The next day we visited a stone carving depicting Sigurd's story.  This complex tale went on to inspire a famous icelandic saga and even Lord of the Rings.  Uppsala is a great university town and historic centre in Sweden's history.  We ate in a cool restaurant where there was a good number of locals under the base of the Cathedral and then wandered around before retreating to the art gallery when it rained.  It was fortuitous we did though as they had a great exhibition by Christian Partos.

Our final stop was Stockholm.  We found a nice camp site on the edge of the lake and a short trip into town with (undexpectedly) a great Thai restaurant.  This proved a good base for a hectic couple of days taking advantage of the Stockholm card multi museum entry.  We saw all sorts of royal in the Gamla Stan (old town) Palace.  Some of their old finds of ancient crowns and armour and clothing from centuries ago were particularly interesting. After a wander in the narrow cobbled streets we then went on to the Vasa museum.  This huge 300 year old ship was rebuilt like a giant jigsaw puzzle after it was found at the bottom of the harbour in the 60s.  It is ridiculously ornate and probably sank on its maiden voyage because it was so big/ tall for the size of it's keal.  A fascinating piece of work to have it now looking complete and on display though.  The Nordika folk art and design museum had thought provoking and fascinating exhibitions of Sami (indigenous "Lappland" people who live in the north of Norway, Sweden and Finland) objects, art and their fight for recognition of their traditional lands.  We finished a beautiful sunny day cruising the waterways enjoying the view.  The next day the weather stayed on our side and didn't rain until we'd explored the grounds of Drottinghom Palace which is out on one of the many islands of Lake Malaren that make up outer Stockholm.

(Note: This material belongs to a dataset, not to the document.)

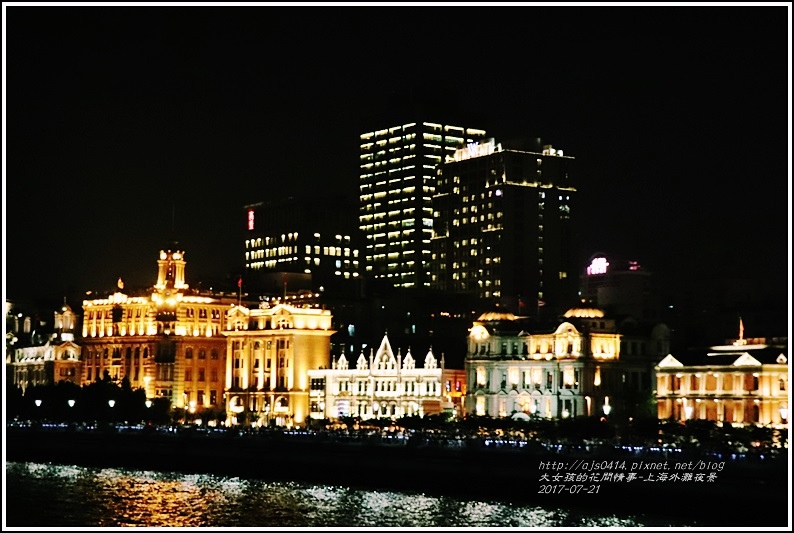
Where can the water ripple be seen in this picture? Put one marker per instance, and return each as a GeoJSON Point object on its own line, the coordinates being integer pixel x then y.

It is the summer palace of the King and has a theatre that is still in original condition since the 18th Century.  Fabulous with impressive set changing mechanics.  The Chinese pavilion was classic royal fantasy on the time and fascination with the "Far East".  We had run out of steam for more Royal rooms but the cafe did a great traditional meatballs with a pleasingly not as sweet as many ligonberry sauce.  They also did a princess cake named after the youngest princess Estelle.  It is pink like the Ikea one rather than the usual Green and was a cut above with Raspberry mousse inside.  In evening after a cool exhibition on cycles at the design and modern art museum and rejuvenating ice cream at 18 Smakers (18 flavours) we went to Fotografiska.  This is an amazing photography museum with several photographers doing special exhibits.  The Sebastiao Salgado Genesis exhibition was fabulous and brought back great memories of many of the amazing places we've been lucky enough to see, especially in Patagonia, as well as inspiring many more places to explore!  The Lisa Ross Sacred places from the Muslim Chinese deserts near Tibet was totally different but I found fascinating. (http://fotografiska.eu/en/utstallningar/utstallning/living-shrines/)  I was sad they didn't have a catalogue or post cards.  The cafe up top had great views over the city.  The next couple of days we relaxed a bit more wandering around town exploring different suburbs and had an enormous sunday brunch. Apparently buffets are the thing around here!
Now on to Aland and then Finland proper.